Il suo trionfo al Giro, però, era stato una storia a tinte fosche, cominciata con il celebre golpe di Sappada, quando aveva attaccato il compagno in rosa Visentini, leader designato della Carrera. Ne erano seguiti anatemi minacciosi per lui e per il suo “complice” Schepers, e solo la vittoria finale aveva parzialmente spento il fuoco delle polemiche.

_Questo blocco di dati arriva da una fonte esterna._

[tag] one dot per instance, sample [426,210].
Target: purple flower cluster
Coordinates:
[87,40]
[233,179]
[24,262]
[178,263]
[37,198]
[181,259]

A fine stagione, Roche era partito per altri lidi, ma seri guai a un ginocchio e altre disavventure ne avevano provocato la quasi totale eclissi. Ormai trentatreenne, tornava quindi alla squadra dei suoi splendori, ancora diretta in ammiraglia da Davide Boifava. Di Visentini, ritiratosi due anni prima, non c’era più traccia, il capitano indiscusso era Claudio Chiappucci, che nel 1987 gli faceva da gregario, prima di esplodere e diventare protagonista assoluto di Giro e Tour. El Diablo, tra coloro che non gli si erano schierati contro dopo lo “scandalo” di Sappada, lo accoglieva con entusiasmo e rispetto.
Stephen Roche durante il Giro del 1987.
Con lui, Patrick Valcke, che dell’irlandese era meccanico personale, amico e consigliere.
Fu lui a spingerlo alla fuga, nel giorno di Sappada,
quando Roche tolse la maglia rosa al compagno di squadra Visentini.
Di nuovo protagonista al Tour: a La Bourboule un colpo da campione
Il Roche-bis fu un orgoglioso canto del cigno. Sulle strade del Tour, la sua intesa con Chiappucci mise sulle spine la concorrenza: ebbe gambe e cuore per infilarsi in un paio di fughe e alla vigilia dei tapponi alpini si ritrovò terzo in classifica, a qualche secondo dal favoritissimo Indurain.
Ma nel giorno del Sestriere, mentre Chiappucci metteva a segno una fuga leggendaria, l’irlandese pagava un conto salato, rimbalzando a oltre 9 minuti, che diventarono il doppio dopo la scalata rovente dell’Alpe d’Huez.
Non era finita, però: nella tappa insidiosa di La Bourboule, Stephen Roche fece valere per l’ultima volta i diritti della classe. «Prova ad andare – gli propose Chiappucci – Se ti riprendono scatto io, altrimenti la vittoria è tua». E lui partì su una salita non proibitiva, tenne in discesa e amministrò il vantaggio sull’erta finale.
A Parigi, Chiappucci celebrò la sua maglia a pois e la piazza d’onore alle spalle di Indurain; il suo gregario Perini fu splendido ottavo, la Carrera vinse la classifica a squadre. Quanto a Roche, mise la firma su un onorevolissimo nono posto. Chi aveva deciso di riprenderlo non ebbe nulla di cui pentirsi.